Andrew Gelman April 29, 2013 at 10:04 am

Fabio:

I agree–and I say this as a non-sociologist who’s published in sociology journals.

RobC April 24, 2013 at 3:53 pm

Rather than “amateurs,” how about “undocumented academics”? They’re doing the work American academics won’t.

Joseph DiGrazia April 24, 2013 at 4:40 pm

@RobC – Actually, we are academics. Andrew is just calling us “amateurs” because of the superficial issues he identifies in the first paragraph. The draft linked to on SSRN (which we uploaded in February) contains a slightly different analysis than the one that produced the figure on the original blog post. This explains the discrepancy between blog and the PDF.

John Sides April 24, 2013 at 5:24 pm

Joe: I’ve looked at the paper too. Have you guys done models with vote share (i.e., share of two-party vote) rather than vote margin? That’s how it’s typically done in polisci. In the 2010 model, have you tried controlling for 2008 vote share and the balance of campaign spending between the two candidates? And have you tried a sort of placebo test where you see if 2010 tweets predict 2008 vote share, conditional on covariates? Just thinking about ways that you can shore up confidence in this correlation.

Joseph DiGrazia April 24, 2013 at 5:54 pm

@John Sides – Yes, we have run the models using vote share as the DV – in fact, that is what we used, initially, in earlier versions of the analysis. Substantively, the results were no different. We made the choice to switch to vote margin because we found interpretations relating to changes in actual vote counts to be compelling. We recognized at the time that this was not standard in the political science literature.

We did control for the 2008 presidential vote share, but we did not control for the 2008 congressional vote share (though we did account for incumbency), nor did we account for spending. Your suggestion regarding using the 2008 election as a test case is interesting and we will have to look into it.

Even still, our claim is that Twitter can be a reliable indicator of the public sentiment toward candidates in the run up to the election. We make no claims that other processes (i.e. campaign spending) may be driving these attitudes. Nor, as Andrew suggested in his post, do we attempt to predict election outcomes in the paper. We are simply trying to show that it is possible to construct a metric from social media data that is reliably correlated with real-worl, offline behavior.

Andrew Gelman April 24, 2013 at 7:58 pm

Joseph:

I was speaking statistically. You fit a regression model in which the outcome is the election outcome. In statistical terminology, you are predicting outcomes. I suggested you might get some interesting results if you use candidate popularity (for example, as measured by the election outcome) to predict the tweets.

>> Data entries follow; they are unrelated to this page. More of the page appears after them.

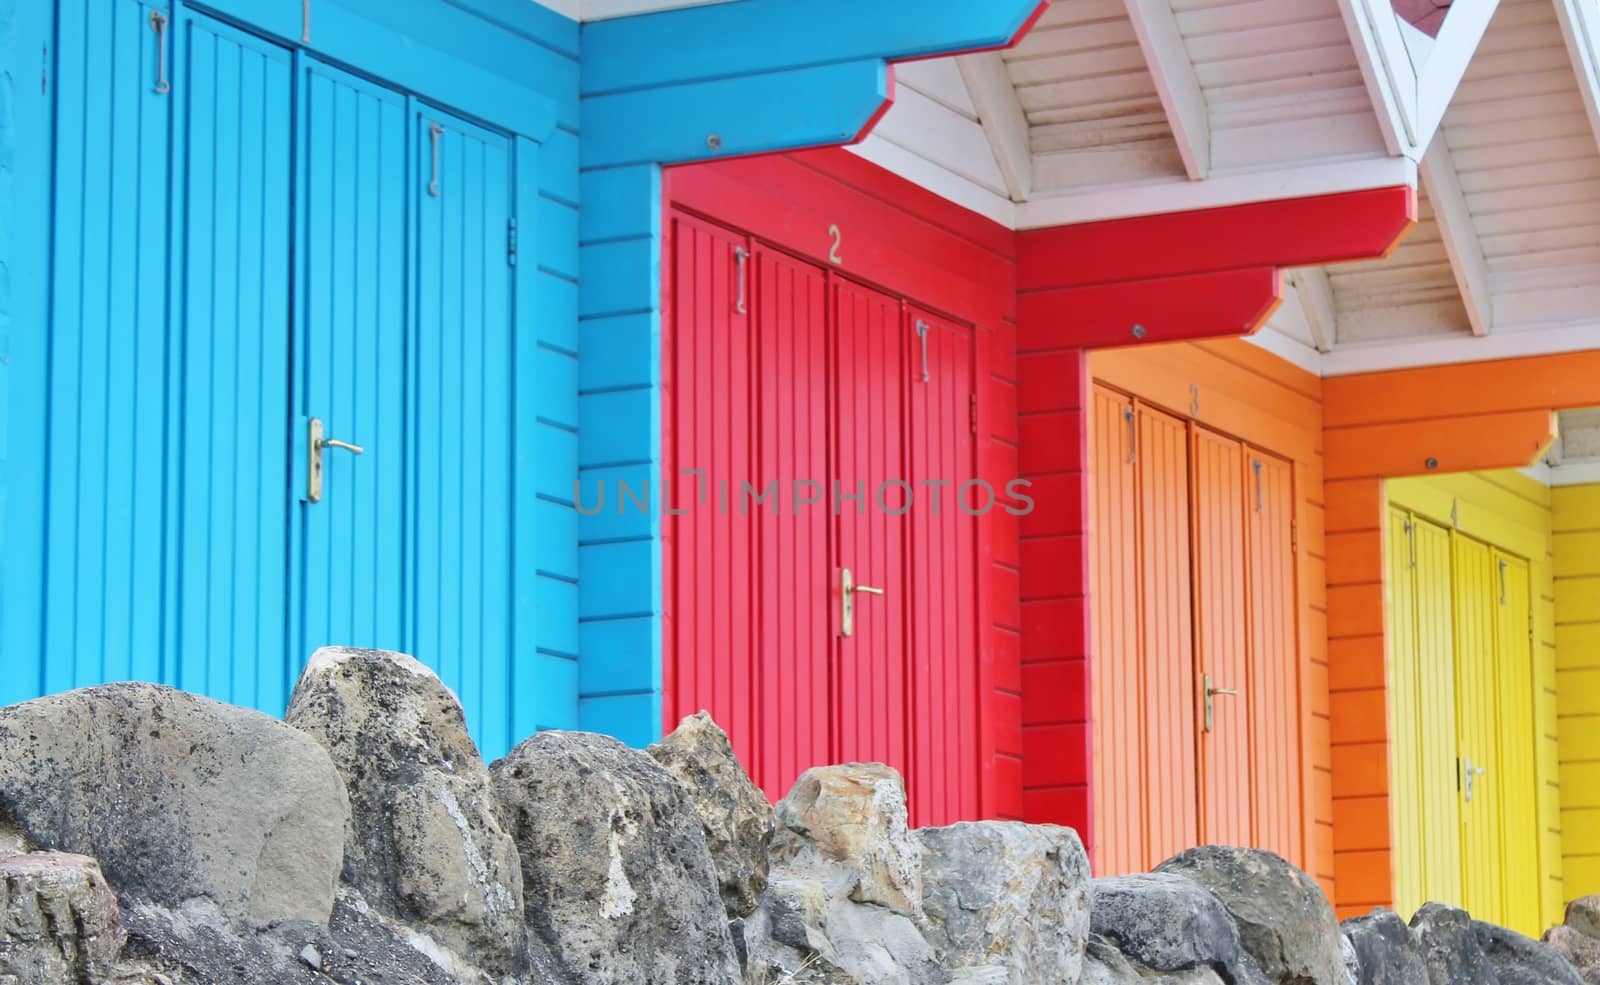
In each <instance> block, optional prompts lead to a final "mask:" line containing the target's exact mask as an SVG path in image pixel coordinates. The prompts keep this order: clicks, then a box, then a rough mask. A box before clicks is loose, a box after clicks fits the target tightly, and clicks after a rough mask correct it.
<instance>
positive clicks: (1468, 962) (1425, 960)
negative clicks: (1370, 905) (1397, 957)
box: [1411, 903, 1499, 985]
mask: <svg viewBox="0 0 1600 985" xmlns="http://www.w3.org/2000/svg"><path fill="white" fill-rule="evenodd" d="M1411 934H1413V937H1416V942H1418V948H1419V950H1421V951H1422V963H1424V964H1427V980H1429V985H1499V983H1498V980H1496V977H1494V967H1493V966H1491V964H1490V961H1488V958H1485V956H1483V948H1482V947H1478V940H1477V934H1474V932H1472V918H1470V916H1469V915H1467V911H1466V910H1458V908H1454V907H1446V905H1445V903H1422V907H1421V908H1419V910H1418V911H1416V916H1413V918H1411Z"/></svg>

Michael Frank April 25, 2013 at 4:40 pm

A couple of thoughts on the post and the paper. First, I agree with Andrew that it would be nice to see twitter mentions as the dependent variable. As a form of political behavior, tweeting about a candidate seems somewhat equivalent to trying to influence how someone votes. Perhaps something like closeness of the election in that district would be a good reason to expect variation in twitter mentions. Second, I’d also be interested in a discussion of twitter mentions coming from fake profiles in each campaign. Does the impact of mentions depend on the proportion of tweets that are “real,” or does “campaign advertising” have a measurable effect on vote share? Just a couple of initial thoughts based on an intriguing new data set.

Lawrence Zigerell April 29, 2013 at 11:51 am

The manuscript claims that the positive correlation between tweet share and electoral outcomes is evidence that “all publicity is good publicity”. But it appears that the evidence warrants only the claim that “the sum of all publicity is good publicity”. The fact that the correlation between overall tweet share and electoral outcomes is positive cannot be used to support a claim that each and every tweet adds to electoral vote share. The claim about all tweets having a positive effect requires at least a separate analysis of negative tweets in isolation.

Andrew Gelman April 29, 2013 at 11:55 am

Lawrence:

Indeed, zero evidence is presented that tweets have any effect at all, in isolation or otherwise.